Na consulta, o médico deverá coletar dados sobre onde o procedimento ocorreu, quem foi o responsável, o tempo decorrido e quais tratamentos foram realizados, e registrar essas informações na plataforma. Segundo Rosylane, todo esse processo levará no máximo 10 minutos.

“Esses dados serão enviados ao CFM, que fará uma compilação e repassará aos CRMs de cada estado para que possam agir, como acionar o Ministério Público e a Vigilância Sanitária”, detalhou.

A plataforma terá acesso restrito: o médico entrará com seu certificado digital e receberá uma senha via e-mail para confirmar sua identidade.

Para Rosylane, essa iniciativa protege os médicos, que ficam em situação delicada ao tratar danos causados por outros profissionais.
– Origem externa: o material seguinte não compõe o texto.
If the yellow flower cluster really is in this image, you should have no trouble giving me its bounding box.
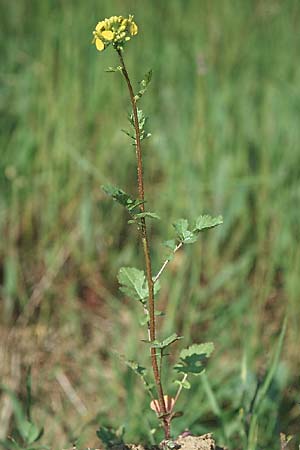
[93,15,138,52]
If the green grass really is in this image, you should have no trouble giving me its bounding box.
[0,0,300,450]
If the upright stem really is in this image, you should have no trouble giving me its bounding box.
[117,49,170,439]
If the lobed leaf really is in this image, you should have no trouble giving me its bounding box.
[193,215,223,232]
[174,342,214,375]
[105,66,122,72]
[134,70,152,101]
[118,267,148,303]
[102,184,144,214]
[96,426,125,448]
[173,219,197,244]
[150,333,182,350]
[118,267,160,306]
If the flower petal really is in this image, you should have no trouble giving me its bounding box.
[130,22,138,36]
[96,20,105,33]
[101,30,114,41]
[95,37,105,52]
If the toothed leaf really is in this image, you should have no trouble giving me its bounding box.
[193,215,223,232]
[174,342,214,375]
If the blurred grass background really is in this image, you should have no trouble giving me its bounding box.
[0,0,300,449]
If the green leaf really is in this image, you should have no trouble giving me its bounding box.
[193,215,223,232]
[105,66,122,72]
[140,311,165,326]
[102,184,144,214]
[150,333,182,349]
[18,420,44,445]
[163,239,176,252]
[121,129,135,141]
[174,342,214,375]
[128,108,151,140]
[118,267,148,303]
[118,267,160,305]
[134,211,160,220]
[173,219,197,244]
[134,70,152,101]
[96,426,125,448]
[174,380,191,389]
[124,359,147,378]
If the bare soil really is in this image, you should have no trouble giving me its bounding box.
[65,433,226,450]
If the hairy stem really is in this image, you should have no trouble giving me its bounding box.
[117,49,170,439]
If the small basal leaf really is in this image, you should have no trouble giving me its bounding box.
[150,333,182,349]
[174,342,214,375]
[193,215,223,232]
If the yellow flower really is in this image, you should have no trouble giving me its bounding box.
[130,21,138,36]
[100,30,115,41]
[95,37,105,52]
[93,15,138,52]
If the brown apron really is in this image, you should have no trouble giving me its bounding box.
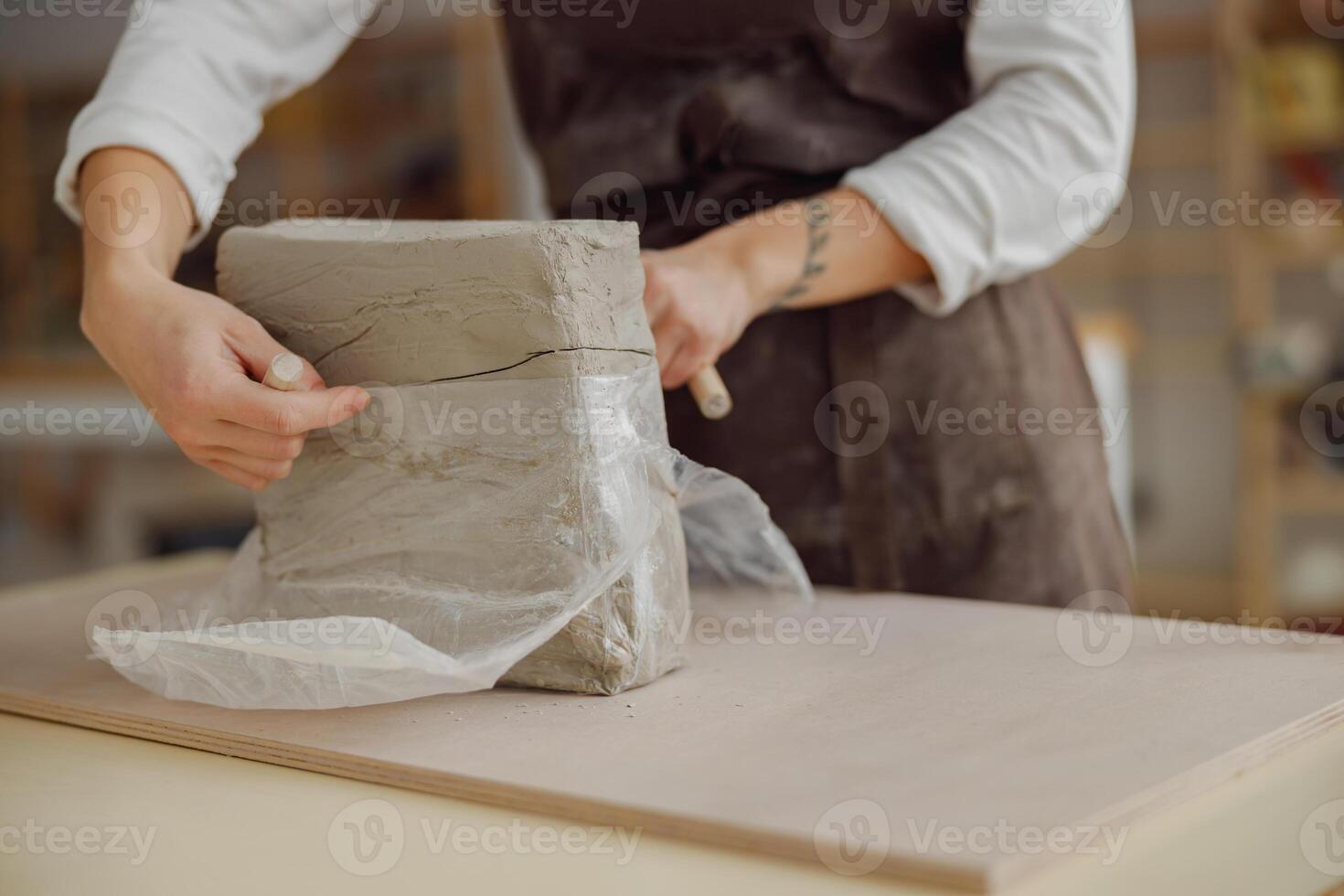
[506,0,1130,604]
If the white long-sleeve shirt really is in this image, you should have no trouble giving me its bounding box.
[55,0,1136,315]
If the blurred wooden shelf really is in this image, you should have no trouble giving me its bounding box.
[1278,467,1344,516]
[0,352,121,387]
[1135,14,1221,57]
[1133,118,1216,168]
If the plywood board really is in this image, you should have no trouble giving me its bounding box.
[0,558,1344,891]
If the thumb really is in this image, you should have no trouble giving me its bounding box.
[232,318,325,392]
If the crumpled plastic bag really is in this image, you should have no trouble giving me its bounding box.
[91,366,812,709]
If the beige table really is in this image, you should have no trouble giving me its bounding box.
[0,556,1344,896]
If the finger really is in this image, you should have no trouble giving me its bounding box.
[200,421,305,461]
[192,458,268,492]
[644,282,672,328]
[203,449,294,482]
[229,318,325,392]
[663,344,709,389]
[220,379,368,435]
[653,324,687,369]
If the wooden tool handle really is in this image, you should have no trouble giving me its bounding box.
[261,352,304,392]
[687,364,732,421]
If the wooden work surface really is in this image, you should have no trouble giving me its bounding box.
[0,556,1344,890]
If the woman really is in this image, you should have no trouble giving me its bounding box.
[57,0,1135,604]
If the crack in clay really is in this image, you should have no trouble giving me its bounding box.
[312,321,378,367]
[413,346,653,386]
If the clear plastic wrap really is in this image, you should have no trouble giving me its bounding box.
[92,364,812,709]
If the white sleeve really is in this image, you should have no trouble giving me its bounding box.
[55,0,358,246]
[843,0,1136,315]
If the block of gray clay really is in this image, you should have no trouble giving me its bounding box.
[218,220,688,693]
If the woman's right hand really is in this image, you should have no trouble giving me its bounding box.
[80,149,368,492]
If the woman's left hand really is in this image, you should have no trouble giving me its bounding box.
[641,240,758,389]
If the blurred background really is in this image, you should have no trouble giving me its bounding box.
[0,0,1344,627]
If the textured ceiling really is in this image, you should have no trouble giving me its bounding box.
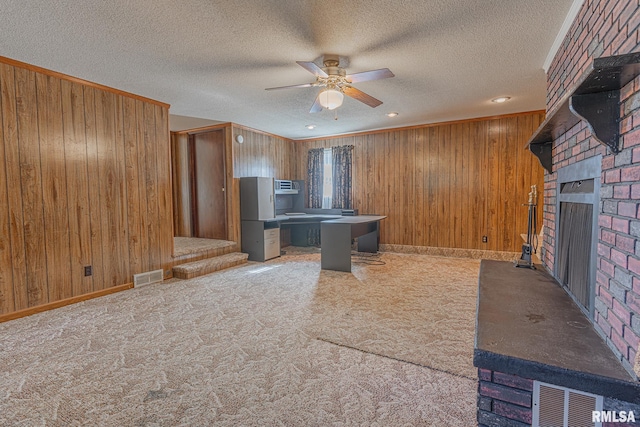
[0,0,572,139]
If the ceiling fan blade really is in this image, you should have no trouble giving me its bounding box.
[309,94,322,113]
[346,68,395,83]
[342,86,382,108]
[265,83,314,90]
[296,61,329,77]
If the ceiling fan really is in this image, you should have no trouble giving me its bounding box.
[266,55,394,113]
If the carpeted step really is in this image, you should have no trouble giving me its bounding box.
[173,252,249,279]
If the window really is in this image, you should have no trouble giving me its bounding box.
[322,148,333,209]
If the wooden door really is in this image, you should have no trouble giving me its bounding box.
[190,130,227,240]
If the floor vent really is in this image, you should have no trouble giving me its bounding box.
[133,270,164,288]
[531,381,602,427]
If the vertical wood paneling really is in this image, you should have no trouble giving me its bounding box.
[0,68,15,313]
[0,64,29,311]
[136,100,153,271]
[291,113,543,251]
[143,104,160,269]
[36,74,73,301]
[154,105,174,269]
[122,98,142,274]
[0,58,173,315]
[60,80,93,295]
[15,68,49,307]
[84,87,105,291]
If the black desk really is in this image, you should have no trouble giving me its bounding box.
[320,215,386,272]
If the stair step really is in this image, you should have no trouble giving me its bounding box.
[173,252,249,279]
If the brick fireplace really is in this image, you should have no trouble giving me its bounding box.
[542,0,640,376]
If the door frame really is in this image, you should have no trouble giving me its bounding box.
[187,127,231,240]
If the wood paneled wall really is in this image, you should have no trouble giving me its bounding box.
[233,125,294,179]
[0,58,173,314]
[291,112,544,252]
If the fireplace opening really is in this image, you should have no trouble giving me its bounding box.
[556,179,593,311]
[554,156,601,319]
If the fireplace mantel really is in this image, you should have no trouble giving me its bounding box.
[528,53,640,173]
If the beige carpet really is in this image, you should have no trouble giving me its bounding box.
[308,253,480,379]
[0,249,477,427]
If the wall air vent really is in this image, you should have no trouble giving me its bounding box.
[133,270,164,288]
[531,381,602,427]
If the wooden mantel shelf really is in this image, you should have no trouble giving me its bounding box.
[528,52,640,173]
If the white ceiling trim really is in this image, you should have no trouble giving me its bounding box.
[542,0,584,74]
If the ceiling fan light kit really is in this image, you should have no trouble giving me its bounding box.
[318,89,344,110]
[267,55,395,113]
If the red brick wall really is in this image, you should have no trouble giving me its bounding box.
[542,0,640,375]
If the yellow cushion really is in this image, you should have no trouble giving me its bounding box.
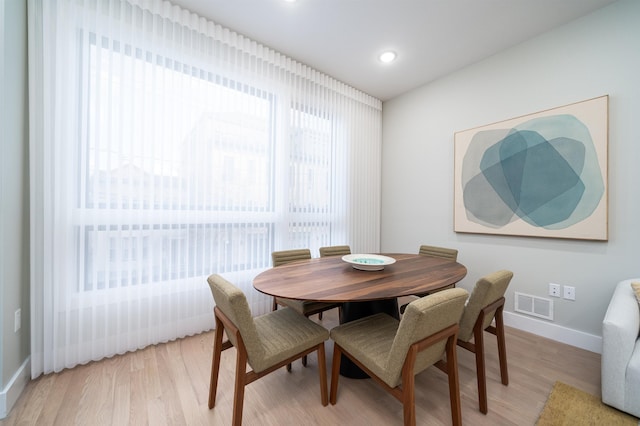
[631,281,640,304]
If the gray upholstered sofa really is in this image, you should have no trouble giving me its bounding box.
[601,278,640,417]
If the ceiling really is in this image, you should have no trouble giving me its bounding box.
[171,0,615,101]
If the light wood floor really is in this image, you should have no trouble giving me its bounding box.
[0,302,600,426]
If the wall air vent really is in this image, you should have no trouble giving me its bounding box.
[514,291,553,321]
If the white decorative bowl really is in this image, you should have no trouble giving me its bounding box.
[342,254,396,271]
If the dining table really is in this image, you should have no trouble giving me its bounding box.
[253,253,467,378]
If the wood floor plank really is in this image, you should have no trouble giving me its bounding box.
[0,310,600,426]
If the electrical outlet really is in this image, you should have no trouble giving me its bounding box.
[13,309,22,333]
[549,283,560,297]
[563,285,576,300]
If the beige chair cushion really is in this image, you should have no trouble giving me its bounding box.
[458,270,513,342]
[271,249,311,267]
[319,246,351,257]
[331,288,469,387]
[208,275,329,373]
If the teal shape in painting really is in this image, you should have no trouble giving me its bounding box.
[462,115,604,229]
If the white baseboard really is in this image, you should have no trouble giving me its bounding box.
[0,357,31,420]
[504,311,602,354]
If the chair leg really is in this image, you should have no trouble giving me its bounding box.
[495,309,509,386]
[209,318,224,409]
[402,369,416,426]
[473,325,488,414]
[231,348,247,426]
[329,344,342,405]
[447,338,462,426]
[318,342,329,407]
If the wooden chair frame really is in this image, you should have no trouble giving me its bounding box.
[209,307,328,426]
[329,324,462,426]
[458,297,509,414]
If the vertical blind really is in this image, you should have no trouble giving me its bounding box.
[29,0,381,377]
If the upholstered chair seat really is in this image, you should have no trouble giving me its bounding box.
[318,245,351,257]
[207,275,329,425]
[458,270,513,414]
[329,288,468,425]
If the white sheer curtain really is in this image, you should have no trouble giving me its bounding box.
[29,0,381,377]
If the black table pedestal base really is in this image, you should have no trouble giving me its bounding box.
[340,298,400,379]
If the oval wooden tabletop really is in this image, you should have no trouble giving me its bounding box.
[253,253,467,302]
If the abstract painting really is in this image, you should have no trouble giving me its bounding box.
[454,96,609,241]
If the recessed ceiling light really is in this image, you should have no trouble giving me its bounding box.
[379,50,397,64]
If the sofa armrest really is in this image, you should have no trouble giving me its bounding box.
[601,278,640,408]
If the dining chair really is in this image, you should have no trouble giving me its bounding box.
[400,244,458,314]
[318,245,351,257]
[329,288,469,425]
[271,249,340,371]
[271,249,340,322]
[457,270,513,414]
[207,275,329,426]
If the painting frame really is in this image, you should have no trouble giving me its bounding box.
[453,95,609,241]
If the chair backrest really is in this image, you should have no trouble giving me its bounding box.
[386,288,469,382]
[271,249,311,267]
[319,246,351,257]
[207,274,265,365]
[458,270,513,342]
[418,245,458,262]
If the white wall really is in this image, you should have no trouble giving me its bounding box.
[381,0,640,351]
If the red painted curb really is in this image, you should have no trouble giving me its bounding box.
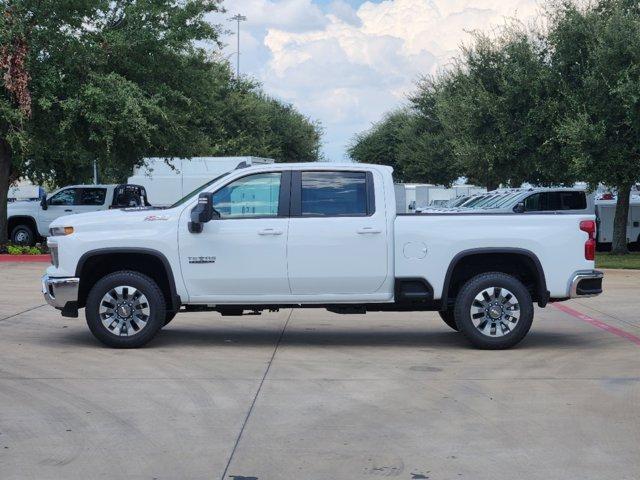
[0,254,51,263]
[553,303,640,345]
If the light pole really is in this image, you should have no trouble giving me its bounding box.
[229,14,247,78]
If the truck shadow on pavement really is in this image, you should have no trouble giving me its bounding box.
[58,325,598,350]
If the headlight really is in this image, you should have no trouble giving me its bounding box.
[49,245,59,268]
[49,227,73,237]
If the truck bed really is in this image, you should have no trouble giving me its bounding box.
[394,213,595,299]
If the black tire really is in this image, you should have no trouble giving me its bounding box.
[11,223,36,247]
[454,272,533,350]
[164,312,178,327]
[85,270,166,348]
[438,309,460,332]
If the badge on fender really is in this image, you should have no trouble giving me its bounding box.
[188,257,216,263]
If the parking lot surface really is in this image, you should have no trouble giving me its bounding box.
[0,263,640,480]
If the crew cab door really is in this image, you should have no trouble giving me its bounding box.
[179,172,291,303]
[287,170,388,296]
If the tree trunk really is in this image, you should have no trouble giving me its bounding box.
[0,139,11,245]
[611,184,631,255]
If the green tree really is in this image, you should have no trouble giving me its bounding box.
[432,25,574,190]
[0,0,322,242]
[0,0,221,242]
[398,78,461,186]
[347,109,413,181]
[548,0,640,254]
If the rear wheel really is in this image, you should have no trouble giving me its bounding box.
[438,309,460,332]
[11,223,36,246]
[85,271,166,348]
[455,272,533,350]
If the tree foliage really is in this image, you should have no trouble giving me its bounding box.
[548,0,640,253]
[349,0,640,253]
[0,0,321,242]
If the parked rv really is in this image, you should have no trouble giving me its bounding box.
[128,157,273,207]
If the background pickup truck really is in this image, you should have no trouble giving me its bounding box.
[42,163,602,349]
[7,184,149,245]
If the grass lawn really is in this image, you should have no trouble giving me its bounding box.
[596,252,640,270]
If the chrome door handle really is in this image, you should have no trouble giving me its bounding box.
[258,228,282,235]
[356,227,382,235]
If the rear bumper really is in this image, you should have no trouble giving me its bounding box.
[42,275,80,311]
[569,270,604,298]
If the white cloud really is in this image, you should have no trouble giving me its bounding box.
[211,0,537,160]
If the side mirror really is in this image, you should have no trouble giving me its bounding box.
[189,192,220,233]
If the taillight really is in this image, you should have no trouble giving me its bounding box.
[580,220,596,260]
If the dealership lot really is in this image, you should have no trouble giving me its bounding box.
[0,263,640,480]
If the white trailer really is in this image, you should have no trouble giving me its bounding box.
[129,157,274,207]
[395,183,486,213]
[595,195,640,243]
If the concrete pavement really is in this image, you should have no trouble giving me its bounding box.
[0,264,640,480]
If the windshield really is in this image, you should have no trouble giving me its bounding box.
[169,172,229,208]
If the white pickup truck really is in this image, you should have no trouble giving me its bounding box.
[7,184,149,245]
[42,163,602,349]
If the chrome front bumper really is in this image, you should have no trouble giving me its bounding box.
[569,270,604,298]
[42,275,80,310]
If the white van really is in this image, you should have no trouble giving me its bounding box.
[129,157,274,207]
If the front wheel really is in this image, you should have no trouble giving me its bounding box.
[438,309,460,332]
[85,271,166,348]
[455,272,533,350]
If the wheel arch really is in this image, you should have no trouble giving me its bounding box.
[440,248,549,311]
[7,215,39,237]
[76,247,181,311]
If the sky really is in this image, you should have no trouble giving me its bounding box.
[210,0,540,161]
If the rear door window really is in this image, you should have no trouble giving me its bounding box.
[300,171,368,217]
[524,191,587,212]
[79,188,107,206]
[49,188,76,206]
Em casos judiciais ou pedidos de indenização, o registro ajudará a separar os danos originais daqueles causados no tratamento de reparação.

Atendimentos via redes sociais

A plataforma será voltada para atendimentos presenciais e não abrangerá casos de pessoas sem formação que usam redes sociais para oferecer orientações médicas ou prescrições.

Rosylane, entretanto, informa que o CFM possui projetos que utilizam inteligência artificial para identificar perfis que fornecem informações de saúde sem qualificação, com o objetivo de encaminhar denúncias ao Ministério Público.